Elizabeth Bradshaw, British Oceanographic Data Centre, Rescue of historical UK sea level charts and ledgers, £181,559

  • The aim of this project is to digitise and scan historic analogue chart and manuscript sea level records held in the archive of the British Oceanographic Data Centre and to make these records available to the wider community. These unique and valuable records include tide gauge ledgers stretching back to 1853. These form a unique and irreplaceable resource which will aid understanding of sea level change, and, if made widely accessible, can be utilised for a variety of educational purposes.


23 proposals were received by JISC for its Strand C of it 06/11 Content Call on Clustering Content. The following 7 proposals were selected by the peer reviewers for funding. (* marks a conditional award)

Manuscripts Online: Written Culture from 1000 to 1500, Michael Pidd, University of Sheffield, £109,612

  • Manuscripts Online will be a a sister site to the JISC‐funded Connected Histories (1500‐1900) website and will extend the model of data clustering and federated searching developed by providing access to written and early printed primary sources for the period 1000 to 1500.

ENGrich, Tim Bullough, Liverpool University, £149,009

  • The ENGrich project will create a structured system for existing online teaching and learning resources in Engineering disciplines, ranging from static images to interactive animations. The completed set of resources will be used to help innovative and value-added teaching.

Old Maps Online: Finding and referencing historical mapping as a platform for research and teaching, Humphrey Southall, Portsmouth University, £139,900

  • Old Maps Online will construct a portal for finding historic maps based on locality and period covered, not just title and publisher; and therefore of value for anyone studying the past, not just cartographic historians. Geo-referenced map metadata will be assembled from the British Library, the Bodleian Library, the National Library of Scotland and A Vision of Britain through Time, all in the UK; the New York Public Library, Harvard University and the David Rumsey Collection in the US; and selected European collections. Best practices for defining persistent Uniform Resource Identifiers for historic maps will be created and shared.

Integrated Broadside Ballads Archive, Alexandra Franklin, University of Oxford, £145,244

  • The University of Oxford will integrate existing resources for the study of the English folk song and printed ballad tradition. Resources to be clustered are: a corpus of nearly 30,000 ballads, many of them unique survivals, printed between the 16th and 20th centuries, in Bodleian Library collections; nearly 5,000 largely pre-1700 ballads from the University of California’s online resource; and the Roud Broadside and Folk Tune Indexes, comprehensive indexes of the song tradition and references to songs, based at the Vaughan Williams Memorial Library.
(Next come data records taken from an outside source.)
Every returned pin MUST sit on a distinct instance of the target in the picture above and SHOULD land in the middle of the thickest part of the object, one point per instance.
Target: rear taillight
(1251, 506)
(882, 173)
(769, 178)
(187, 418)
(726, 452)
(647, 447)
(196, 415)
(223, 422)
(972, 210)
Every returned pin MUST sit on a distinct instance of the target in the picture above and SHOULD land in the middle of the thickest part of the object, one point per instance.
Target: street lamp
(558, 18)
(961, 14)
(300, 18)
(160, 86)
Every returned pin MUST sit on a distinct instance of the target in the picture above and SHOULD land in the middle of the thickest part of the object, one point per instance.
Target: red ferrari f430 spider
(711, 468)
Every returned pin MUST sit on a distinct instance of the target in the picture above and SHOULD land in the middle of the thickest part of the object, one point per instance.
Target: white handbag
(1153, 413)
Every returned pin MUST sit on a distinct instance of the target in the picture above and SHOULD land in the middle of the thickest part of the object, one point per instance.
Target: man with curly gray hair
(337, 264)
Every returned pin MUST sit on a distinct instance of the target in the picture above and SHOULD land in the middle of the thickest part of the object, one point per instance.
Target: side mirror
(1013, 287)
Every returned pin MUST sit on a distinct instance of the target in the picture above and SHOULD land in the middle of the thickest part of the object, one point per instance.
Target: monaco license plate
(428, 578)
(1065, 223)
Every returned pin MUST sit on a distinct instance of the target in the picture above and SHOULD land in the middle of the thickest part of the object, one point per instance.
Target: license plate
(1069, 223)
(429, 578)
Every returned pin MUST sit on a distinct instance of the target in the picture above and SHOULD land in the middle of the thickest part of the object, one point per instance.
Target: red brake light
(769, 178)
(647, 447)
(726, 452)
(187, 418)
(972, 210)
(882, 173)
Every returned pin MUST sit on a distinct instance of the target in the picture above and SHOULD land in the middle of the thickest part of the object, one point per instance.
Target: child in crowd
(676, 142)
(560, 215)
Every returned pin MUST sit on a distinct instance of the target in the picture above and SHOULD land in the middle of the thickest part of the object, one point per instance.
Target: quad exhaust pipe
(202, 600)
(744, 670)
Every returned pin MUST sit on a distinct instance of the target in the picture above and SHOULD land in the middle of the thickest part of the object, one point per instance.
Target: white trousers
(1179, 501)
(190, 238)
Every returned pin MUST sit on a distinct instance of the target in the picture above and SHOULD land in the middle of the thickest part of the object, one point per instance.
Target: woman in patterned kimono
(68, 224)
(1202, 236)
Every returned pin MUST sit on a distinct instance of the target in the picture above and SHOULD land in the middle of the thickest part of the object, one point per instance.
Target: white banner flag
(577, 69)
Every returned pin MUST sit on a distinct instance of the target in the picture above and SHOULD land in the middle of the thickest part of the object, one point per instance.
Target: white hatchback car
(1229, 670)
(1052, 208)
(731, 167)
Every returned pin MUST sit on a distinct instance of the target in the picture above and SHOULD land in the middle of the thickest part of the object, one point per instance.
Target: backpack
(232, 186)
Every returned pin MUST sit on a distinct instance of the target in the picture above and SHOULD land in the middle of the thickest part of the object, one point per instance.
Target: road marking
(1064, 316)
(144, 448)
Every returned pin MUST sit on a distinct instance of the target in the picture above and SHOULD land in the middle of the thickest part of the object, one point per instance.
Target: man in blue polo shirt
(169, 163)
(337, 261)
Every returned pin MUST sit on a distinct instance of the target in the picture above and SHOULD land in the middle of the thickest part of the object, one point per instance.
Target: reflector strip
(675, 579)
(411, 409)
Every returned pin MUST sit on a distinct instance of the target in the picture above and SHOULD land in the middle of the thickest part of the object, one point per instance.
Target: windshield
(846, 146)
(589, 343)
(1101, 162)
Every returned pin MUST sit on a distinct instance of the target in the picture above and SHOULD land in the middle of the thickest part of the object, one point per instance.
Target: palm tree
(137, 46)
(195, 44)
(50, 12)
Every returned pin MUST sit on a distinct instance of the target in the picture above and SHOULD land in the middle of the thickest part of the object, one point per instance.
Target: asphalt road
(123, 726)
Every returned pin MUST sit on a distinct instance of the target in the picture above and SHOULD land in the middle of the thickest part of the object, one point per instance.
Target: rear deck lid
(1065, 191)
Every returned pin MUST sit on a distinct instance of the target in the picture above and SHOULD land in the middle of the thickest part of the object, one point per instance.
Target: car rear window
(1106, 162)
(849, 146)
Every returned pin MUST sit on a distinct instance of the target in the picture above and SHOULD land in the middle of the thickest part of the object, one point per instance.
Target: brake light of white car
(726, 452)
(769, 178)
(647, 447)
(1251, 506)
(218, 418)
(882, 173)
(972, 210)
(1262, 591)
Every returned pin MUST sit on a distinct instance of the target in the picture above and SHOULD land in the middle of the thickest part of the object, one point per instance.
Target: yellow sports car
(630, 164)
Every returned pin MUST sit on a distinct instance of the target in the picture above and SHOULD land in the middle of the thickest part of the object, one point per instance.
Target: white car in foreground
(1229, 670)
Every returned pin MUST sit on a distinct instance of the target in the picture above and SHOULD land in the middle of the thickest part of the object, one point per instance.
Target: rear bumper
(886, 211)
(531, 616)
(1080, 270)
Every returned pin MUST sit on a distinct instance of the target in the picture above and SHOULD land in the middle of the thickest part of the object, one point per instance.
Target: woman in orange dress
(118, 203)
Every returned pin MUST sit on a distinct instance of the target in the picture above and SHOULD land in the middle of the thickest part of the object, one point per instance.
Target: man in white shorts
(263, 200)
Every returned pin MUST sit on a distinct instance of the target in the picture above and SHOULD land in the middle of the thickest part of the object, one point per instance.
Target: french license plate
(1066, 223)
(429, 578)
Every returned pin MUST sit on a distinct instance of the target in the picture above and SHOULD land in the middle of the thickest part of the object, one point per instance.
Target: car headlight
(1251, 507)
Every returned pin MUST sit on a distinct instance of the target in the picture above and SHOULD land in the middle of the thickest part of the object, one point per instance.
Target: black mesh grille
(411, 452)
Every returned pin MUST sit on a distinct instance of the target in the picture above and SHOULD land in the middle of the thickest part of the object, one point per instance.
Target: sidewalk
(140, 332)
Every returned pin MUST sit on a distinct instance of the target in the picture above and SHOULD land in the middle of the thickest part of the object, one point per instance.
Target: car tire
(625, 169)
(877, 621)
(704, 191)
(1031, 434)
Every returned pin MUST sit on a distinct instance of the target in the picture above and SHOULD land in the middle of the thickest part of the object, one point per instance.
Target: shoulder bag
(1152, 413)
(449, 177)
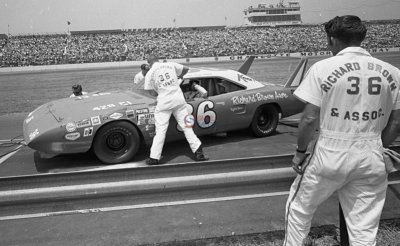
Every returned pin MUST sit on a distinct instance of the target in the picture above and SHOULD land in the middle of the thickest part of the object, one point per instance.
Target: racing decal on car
(130, 113)
(95, 120)
(145, 118)
(104, 117)
(125, 103)
(29, 119)
(239, 109)
(205, 116)
(116, 116)
(244, 78)
(104, 107)
(70, 127)
(88, 131)
(142, 111)
(150, 128)
(189, 121)
(83, 123)
(33, 134)
(72, 136)
(238, 100)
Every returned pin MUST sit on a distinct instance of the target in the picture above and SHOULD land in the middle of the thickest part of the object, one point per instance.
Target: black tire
(116, 142)
(265, 121)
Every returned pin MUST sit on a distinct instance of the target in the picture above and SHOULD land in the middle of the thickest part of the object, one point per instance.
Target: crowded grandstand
(172, 43)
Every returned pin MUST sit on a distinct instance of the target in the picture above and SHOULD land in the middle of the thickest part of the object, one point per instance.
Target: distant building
(273, 15)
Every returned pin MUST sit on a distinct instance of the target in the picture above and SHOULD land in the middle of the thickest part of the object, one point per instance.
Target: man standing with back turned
(162, 80)
(354, 97)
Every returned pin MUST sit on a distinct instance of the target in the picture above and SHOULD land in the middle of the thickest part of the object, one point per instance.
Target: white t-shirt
(356, 92)
(139, 78)
(163, 78)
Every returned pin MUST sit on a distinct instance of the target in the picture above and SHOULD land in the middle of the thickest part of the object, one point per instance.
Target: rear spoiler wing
(298, 74)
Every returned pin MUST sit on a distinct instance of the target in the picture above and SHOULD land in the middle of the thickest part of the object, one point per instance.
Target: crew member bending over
(162, 80)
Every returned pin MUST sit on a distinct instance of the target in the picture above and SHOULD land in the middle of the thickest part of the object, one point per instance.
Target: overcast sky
(51, 16)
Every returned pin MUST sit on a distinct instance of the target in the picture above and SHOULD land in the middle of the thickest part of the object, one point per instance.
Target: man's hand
(297, 162)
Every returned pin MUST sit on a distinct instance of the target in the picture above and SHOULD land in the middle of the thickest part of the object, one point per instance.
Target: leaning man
(162, 81)
(354, 97)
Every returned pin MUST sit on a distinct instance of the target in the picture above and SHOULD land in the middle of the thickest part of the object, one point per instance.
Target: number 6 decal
(206, 117)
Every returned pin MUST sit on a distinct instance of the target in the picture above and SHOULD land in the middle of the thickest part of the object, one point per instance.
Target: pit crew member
(354, 99)
(162, 81)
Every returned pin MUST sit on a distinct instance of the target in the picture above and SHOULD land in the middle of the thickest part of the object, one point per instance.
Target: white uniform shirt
(356, 92)
(162, 78)
(139, 78)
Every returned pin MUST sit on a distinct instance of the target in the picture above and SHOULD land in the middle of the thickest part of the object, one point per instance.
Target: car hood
(53, 117)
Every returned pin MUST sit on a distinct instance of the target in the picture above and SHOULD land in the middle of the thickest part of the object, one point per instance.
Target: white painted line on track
(12, 140)
(139, 206)
(151, 205)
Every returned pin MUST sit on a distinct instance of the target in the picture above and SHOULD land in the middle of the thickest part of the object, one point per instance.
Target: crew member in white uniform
(138, 80)
(77, 91)
(354, 97)
(162, 79)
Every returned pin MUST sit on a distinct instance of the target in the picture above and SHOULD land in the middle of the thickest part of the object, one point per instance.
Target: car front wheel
(116, 142)
(265, 121)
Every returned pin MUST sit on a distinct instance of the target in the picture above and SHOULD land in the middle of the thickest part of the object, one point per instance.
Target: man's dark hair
(77, 90)
(144, 66)
(347, 28)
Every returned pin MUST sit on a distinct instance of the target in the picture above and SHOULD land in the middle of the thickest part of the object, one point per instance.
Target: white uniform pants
(354, 168)
(161, 118)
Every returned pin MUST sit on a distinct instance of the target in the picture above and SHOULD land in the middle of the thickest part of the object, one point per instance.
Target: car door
(203, 113)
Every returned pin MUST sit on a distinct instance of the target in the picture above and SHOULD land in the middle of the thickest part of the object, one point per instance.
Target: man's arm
(185, 70)
(307, 126)
(392, 129)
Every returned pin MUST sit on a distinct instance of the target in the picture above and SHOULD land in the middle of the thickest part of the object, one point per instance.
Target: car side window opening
(188, 91)
(223, 86)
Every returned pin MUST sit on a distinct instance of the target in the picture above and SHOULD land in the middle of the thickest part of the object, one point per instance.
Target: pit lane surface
(215, 213)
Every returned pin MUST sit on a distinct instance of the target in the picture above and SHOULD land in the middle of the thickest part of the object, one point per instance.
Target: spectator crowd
(29, 50)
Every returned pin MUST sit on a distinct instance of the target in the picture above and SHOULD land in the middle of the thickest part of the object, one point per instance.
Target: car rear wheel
(265, 121)
(116, 142)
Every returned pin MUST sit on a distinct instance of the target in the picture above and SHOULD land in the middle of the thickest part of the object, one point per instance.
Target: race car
(115, 124)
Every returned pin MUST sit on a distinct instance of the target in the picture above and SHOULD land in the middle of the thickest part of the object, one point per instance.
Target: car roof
(232, 75)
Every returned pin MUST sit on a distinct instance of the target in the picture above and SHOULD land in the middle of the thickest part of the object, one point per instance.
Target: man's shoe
(199, 155)
(152, 161)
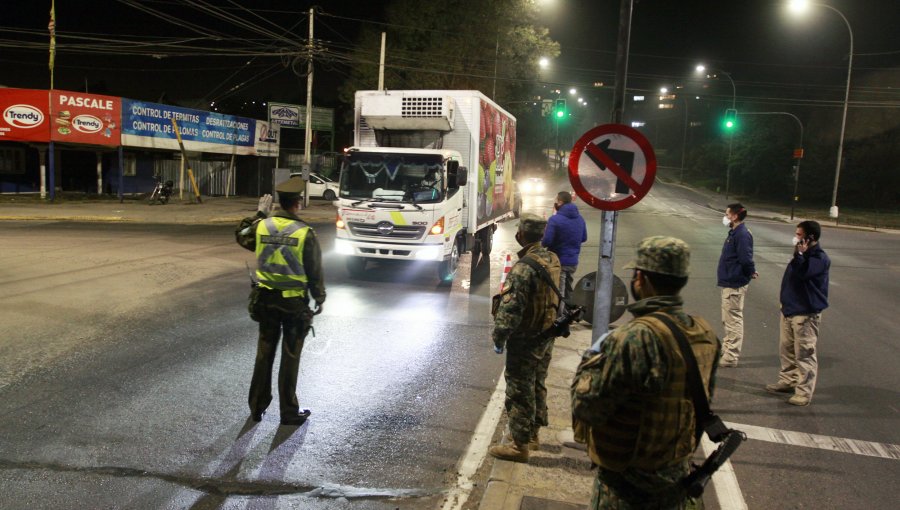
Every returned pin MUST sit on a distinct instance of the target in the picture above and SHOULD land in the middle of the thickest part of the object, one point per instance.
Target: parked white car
(321, 187)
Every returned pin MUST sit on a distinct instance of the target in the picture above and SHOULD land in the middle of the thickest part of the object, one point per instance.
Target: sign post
(611, 167)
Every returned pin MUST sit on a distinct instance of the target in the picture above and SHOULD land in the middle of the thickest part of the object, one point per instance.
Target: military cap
(663, 255)
(291, 188)
(532, 224)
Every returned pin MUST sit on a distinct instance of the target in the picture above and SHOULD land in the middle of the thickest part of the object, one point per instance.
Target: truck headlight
(343, 247)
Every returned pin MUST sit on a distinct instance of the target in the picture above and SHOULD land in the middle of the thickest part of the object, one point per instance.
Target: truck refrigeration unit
(429, 176)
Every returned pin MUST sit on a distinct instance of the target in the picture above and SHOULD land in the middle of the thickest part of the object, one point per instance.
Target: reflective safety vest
(279, 255)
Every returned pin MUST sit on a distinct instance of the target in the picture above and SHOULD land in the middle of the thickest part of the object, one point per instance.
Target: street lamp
(798, 7)
(700, 69)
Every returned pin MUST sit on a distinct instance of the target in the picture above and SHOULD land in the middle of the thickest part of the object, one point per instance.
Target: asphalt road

Linking Parliamentary Records through Metadata, Richard Gartner, Kings College London, £138,087.85 *

  • This project will allow for the first time the federated searching and browsing of UK and Ireland Parliamentary papers by defining and implementing a unified metadata strategy for historical and contemporary parliamentary digitisation projects. The project will define a generic XML schema for parliamentary metadata, define controlled vocabularies for key components of this metadata, and produce a platform for a union catalogue of these materials based on the records created.

Online Veterinary Anatomy Museum Nick Short, The Royal Veterinary College, £128,339

  • The Online Veterinary Anatomy Museum (OVAM) will provide access to a comprehensive set of online veterinary anatomical resources from UK veterinary schools and other institutions. These will be aggregated and arranged in an environment which will make them easily discoverable and usable by a range of different learners.

Stepping into Time, Catherine Emma Jones, Portsmouth University, £106,453 *

  • Stepping TIme explores the mechanisms of linking and clustering historic data related to World War 2 bomb damage maps using geography and time. This will be achieved through the development of a geo-mobile application which overlays the real world with historical data views relating to bomb damage.